Sis, He Don't Want You.

Greetings Ladies and Gents,

I hope you're doing well and staying strong regardless of these difficult times we find ourselves in. It's truly at the point where you just have to take things a day at a time, because it feels as if a new obstacle or unfortunate event is thrown our way every morning. But regardless, waking up is a blessing in itself and I plan to make the most of each new day I'm given. That being said, let us get to the topic at hand so we can keep the dialogue going and have fun with it. 

Over the last couple of posts, there has been a focus on the fellas and how they should go about with their interactions involving the opposite sex. Today I've decided to mix things up and share a bit of a message with the ladies. As important as it may be for a guy to realize when someone just isn't interested in him, I believe it's equally essential for a woman to have that same information. I've heard of too many situations that could have been avoided if the early warning signs had simply been addressed. So let's chat a bit on what exactly those signs may look like. 

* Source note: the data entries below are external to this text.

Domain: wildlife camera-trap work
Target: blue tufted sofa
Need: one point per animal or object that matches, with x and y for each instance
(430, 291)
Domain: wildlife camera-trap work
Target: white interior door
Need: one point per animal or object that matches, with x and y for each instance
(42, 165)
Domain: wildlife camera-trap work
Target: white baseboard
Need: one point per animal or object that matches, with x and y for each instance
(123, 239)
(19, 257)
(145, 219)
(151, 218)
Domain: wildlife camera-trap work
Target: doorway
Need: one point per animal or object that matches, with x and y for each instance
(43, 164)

Ladies, I'm sure that the majority of you have been involved in a situation where you were feeling a guy but you weren't too sure if those feelings were mutual. One of the ways in which you can gather some clarity on where he stands is simply through the things he says to you. It may sound extra basic, but sometimes it really comes down to the little things. If the man never speaks to you in a manner that shows interest, attraction or even respect...then it's safe to assume he's not into you. Granted, we as men may be slower to give an overdose of emotion to a situation, but if we're feeling you it's going to at least be said. That is the minimum. Too many times a woman may overlook this lack of commentary seeing it as no big deal. But as a fellow appreciator of affirmation, I can tell you that it shouldn't be taken lightly when it's nonexistent. Pay attention to that. 

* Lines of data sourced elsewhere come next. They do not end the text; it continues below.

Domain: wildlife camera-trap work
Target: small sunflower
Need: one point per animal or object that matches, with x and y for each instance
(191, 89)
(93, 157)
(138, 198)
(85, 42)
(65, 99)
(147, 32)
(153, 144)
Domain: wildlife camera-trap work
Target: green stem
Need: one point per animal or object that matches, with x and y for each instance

Another way to realize he may not want you is through his actions...or lack thereof. Let's say you two have been kickin' it for a little while now and things feel like they're going pretty steady. However, you've recently made it known that you'd like to see a bit more effort in certain areas when it comes to how this person treats you. They're not going to get it completely right over night of course, because these things take time in order to truly change. But if ample time is going by and they've shown no signs of even wanting to do better for the sake of the situation, it's because they just don't care about the situation. It's a reality that you also have to be willing to come to terms with. You may see all the potential in the world with this guy because you deem him a looker, smart, fun to be around and all that jazz. Yet if he's not even showing you he's down to adjust the little things for you, don't keep sitting there wasting time on a dream you've seen in your head that's never going to be the reality of what y'all have. 

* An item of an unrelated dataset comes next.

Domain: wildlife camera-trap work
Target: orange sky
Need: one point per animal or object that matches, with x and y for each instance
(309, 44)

As complicated as we want to make dating out to be, some aspects of it can be very elementary. If you pay attention enough to the things people are saying to you and the actions they do or don't take, then you have a solid chance of dealing with folks that are worth your time. What messes us up, men and women, is when we choose not to see the warning signs written all over the wall. Choosing to see what you want to see and hear what you want to hear is a dangerous slope to find yourself sliding down. Since I'm speaking directly to the ladies today, I'll just say it's time for you to leave these fellas alone just because you've envisioned a potentially great future with them but they're not pulling their weight. If they're not even showing they feel you're worth making adjustments in their life, it's because they don't see you in their life long term. Why would they change the way they've been speaking, acting or living for someone that's not even relevant to their world? Exactly.

Ladies, it comes down to having respect for yourselves. By no means am I telling you to jump ship the second a guy isn't meeting your needs in a particular way. You're not going to end up with anyone at that rate. But when you've been around a situation with a guy long enough to see he either doesn't like you much or not enough to address your concerns and work on them...that's your helpful hint right there. He can make you laugh, smell good and look nice standing next to you. Yet if you're not getting the basics of respect, effort and time...you have to learn to not want that for yourself either.